Works
At an advanced age, at the request of his sons, he prepared, it is said from memory, a collection of various school themes and their treatment by Greek and Roman orators. These he arranged in ten books of Controversiae (imaginary legal cases) in which seventy-four themes were discussed, the opinions of the rhetoricians upon each case being given from different points of view, then their division of the case into different single questions (divisio), and, finally, the devices for making black appear white and extenuating injustice (colores).
Each book was introduced by a preface, in which the characteristics of individual rhetoricians were discussed in a 'lively' manner. The work is incomplete, but the gaps can be to a certain extent 'filled up', with the aid of an epitome made in the 4th or 5th century for the use of schools. The romantic elements were utilized in the collection of anecdotes and tales called Gesta Romanorum. For Books I, II, VII, IX, and X we possess both the original and the epitome; for the remainder, we have to rely upon the epitome alone. Even with the aid of the latter, only seven of the prefaces are available.
The Controversiae were supplemented by the Suasoriae (exercises in hortatory or deliberative oratory), in which the question is discussed whether certain things 'should, or should not be done'. The whole forms the most important authority for the history of contemporary oratory.

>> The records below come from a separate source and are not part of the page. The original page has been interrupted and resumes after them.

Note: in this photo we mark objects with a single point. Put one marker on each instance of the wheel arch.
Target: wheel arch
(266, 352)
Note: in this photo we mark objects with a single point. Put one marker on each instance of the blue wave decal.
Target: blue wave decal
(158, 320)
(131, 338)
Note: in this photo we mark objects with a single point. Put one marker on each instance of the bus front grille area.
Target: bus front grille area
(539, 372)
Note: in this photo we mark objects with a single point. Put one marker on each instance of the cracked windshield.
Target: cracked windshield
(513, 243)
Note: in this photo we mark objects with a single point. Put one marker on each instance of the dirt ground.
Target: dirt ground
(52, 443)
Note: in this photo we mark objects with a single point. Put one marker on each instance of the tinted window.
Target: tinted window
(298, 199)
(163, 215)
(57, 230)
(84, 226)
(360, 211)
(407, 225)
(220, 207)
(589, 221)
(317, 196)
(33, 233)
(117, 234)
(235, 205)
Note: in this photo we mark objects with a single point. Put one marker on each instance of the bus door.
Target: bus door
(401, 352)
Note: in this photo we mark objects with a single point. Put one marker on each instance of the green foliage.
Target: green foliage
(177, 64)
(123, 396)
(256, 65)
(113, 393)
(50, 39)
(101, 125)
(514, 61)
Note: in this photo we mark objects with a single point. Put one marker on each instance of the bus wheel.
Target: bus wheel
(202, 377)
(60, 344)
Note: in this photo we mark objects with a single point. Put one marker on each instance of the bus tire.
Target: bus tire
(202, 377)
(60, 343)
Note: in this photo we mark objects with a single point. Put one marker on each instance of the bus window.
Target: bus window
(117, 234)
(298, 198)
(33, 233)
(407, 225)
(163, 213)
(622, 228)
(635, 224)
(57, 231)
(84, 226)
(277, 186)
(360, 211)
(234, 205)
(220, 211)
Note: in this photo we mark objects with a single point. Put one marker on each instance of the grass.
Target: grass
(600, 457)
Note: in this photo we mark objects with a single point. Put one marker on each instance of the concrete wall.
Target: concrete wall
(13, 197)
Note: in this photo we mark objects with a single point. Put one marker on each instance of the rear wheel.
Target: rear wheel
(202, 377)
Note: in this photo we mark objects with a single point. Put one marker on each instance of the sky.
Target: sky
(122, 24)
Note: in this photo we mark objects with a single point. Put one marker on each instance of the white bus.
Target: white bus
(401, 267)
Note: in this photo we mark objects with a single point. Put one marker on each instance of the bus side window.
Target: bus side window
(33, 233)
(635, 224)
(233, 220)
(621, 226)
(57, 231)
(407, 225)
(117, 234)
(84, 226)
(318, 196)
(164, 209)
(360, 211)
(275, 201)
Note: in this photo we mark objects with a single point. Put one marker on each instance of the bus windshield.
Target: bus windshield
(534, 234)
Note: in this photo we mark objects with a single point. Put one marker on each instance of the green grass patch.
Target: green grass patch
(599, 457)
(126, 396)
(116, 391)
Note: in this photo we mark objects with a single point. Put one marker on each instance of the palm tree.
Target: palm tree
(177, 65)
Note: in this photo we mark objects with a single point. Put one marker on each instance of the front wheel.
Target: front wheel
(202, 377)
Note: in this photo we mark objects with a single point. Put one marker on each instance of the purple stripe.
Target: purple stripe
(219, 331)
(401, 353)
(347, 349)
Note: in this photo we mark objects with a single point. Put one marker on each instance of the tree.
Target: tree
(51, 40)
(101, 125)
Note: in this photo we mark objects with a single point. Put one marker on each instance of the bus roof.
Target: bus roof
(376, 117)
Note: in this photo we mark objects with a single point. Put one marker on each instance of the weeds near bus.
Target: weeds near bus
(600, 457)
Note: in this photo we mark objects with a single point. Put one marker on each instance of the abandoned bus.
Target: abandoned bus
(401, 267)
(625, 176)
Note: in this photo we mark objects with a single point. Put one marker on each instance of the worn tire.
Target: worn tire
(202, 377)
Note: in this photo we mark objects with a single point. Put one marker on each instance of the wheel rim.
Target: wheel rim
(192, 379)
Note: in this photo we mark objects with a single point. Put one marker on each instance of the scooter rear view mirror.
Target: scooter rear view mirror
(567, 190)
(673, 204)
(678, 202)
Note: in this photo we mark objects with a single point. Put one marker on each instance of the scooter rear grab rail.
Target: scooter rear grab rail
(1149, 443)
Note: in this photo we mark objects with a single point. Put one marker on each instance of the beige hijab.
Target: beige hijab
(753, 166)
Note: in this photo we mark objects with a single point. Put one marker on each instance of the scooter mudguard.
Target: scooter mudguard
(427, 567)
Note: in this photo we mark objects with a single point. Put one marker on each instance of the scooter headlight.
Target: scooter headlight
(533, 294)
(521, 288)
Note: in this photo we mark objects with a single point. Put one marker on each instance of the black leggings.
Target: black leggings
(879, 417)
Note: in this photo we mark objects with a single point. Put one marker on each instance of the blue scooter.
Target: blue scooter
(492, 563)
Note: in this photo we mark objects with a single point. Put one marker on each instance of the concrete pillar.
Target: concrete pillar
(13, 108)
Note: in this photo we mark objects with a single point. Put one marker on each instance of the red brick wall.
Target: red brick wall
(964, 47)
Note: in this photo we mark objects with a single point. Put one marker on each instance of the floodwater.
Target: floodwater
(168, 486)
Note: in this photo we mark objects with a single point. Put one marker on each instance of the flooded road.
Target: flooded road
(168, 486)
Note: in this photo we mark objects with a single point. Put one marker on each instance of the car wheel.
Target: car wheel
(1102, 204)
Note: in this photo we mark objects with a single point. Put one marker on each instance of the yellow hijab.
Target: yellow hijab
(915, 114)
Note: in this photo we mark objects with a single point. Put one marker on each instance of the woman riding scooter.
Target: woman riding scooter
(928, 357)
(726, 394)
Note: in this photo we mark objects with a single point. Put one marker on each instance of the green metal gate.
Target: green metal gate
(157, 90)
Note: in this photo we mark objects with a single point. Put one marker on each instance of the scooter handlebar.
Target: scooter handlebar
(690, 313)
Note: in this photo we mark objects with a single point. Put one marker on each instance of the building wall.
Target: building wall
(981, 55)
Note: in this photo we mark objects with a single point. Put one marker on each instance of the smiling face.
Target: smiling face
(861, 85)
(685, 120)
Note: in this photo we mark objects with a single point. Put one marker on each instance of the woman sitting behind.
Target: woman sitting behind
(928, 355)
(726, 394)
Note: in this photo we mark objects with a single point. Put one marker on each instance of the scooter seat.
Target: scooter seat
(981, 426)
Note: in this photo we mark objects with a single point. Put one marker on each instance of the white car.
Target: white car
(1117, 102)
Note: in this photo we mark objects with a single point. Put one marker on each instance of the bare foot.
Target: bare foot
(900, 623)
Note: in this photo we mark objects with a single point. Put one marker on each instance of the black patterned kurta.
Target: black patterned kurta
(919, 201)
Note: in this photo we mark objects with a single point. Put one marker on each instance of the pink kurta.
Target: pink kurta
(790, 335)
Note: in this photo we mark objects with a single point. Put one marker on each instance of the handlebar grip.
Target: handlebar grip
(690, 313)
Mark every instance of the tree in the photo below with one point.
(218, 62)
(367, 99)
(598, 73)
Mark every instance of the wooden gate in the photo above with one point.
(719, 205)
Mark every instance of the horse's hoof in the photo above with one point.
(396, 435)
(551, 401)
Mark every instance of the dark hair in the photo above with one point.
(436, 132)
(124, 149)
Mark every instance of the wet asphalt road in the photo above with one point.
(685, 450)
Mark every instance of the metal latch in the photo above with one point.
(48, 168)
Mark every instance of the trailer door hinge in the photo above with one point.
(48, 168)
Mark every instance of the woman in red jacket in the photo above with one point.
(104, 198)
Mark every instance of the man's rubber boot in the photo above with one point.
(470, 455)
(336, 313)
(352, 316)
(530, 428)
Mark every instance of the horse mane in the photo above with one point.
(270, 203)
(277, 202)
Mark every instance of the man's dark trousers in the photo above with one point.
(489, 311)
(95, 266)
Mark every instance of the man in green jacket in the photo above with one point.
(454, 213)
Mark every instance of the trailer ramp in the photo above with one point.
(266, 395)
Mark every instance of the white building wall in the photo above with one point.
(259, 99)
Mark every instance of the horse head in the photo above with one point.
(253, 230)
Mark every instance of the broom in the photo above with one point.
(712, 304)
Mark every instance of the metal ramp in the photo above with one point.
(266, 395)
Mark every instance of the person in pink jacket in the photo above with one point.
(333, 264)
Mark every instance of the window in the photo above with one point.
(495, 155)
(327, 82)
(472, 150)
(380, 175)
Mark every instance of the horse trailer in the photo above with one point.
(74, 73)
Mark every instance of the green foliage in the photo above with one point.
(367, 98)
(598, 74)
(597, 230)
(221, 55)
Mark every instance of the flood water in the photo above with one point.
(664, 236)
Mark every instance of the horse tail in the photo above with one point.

Seneca was also the author of a lost historical work, containing the history of Rome from the beginning of the civil wars almost down to his own death, after which it was published by his son. Of this we learn something from the younger Seneca's De vita patris (H. Peter, Historicorum Romanorum fragmenta, 1883, pp. 292, 301), of which the beginning was discovered by Barthold Georg Niebuhr. The father's claim to the authorship of the rhetorical work, generally ascribed to the son during the Middle Ages, was vindicated by Raphael of Volterra and Justus Lipsius.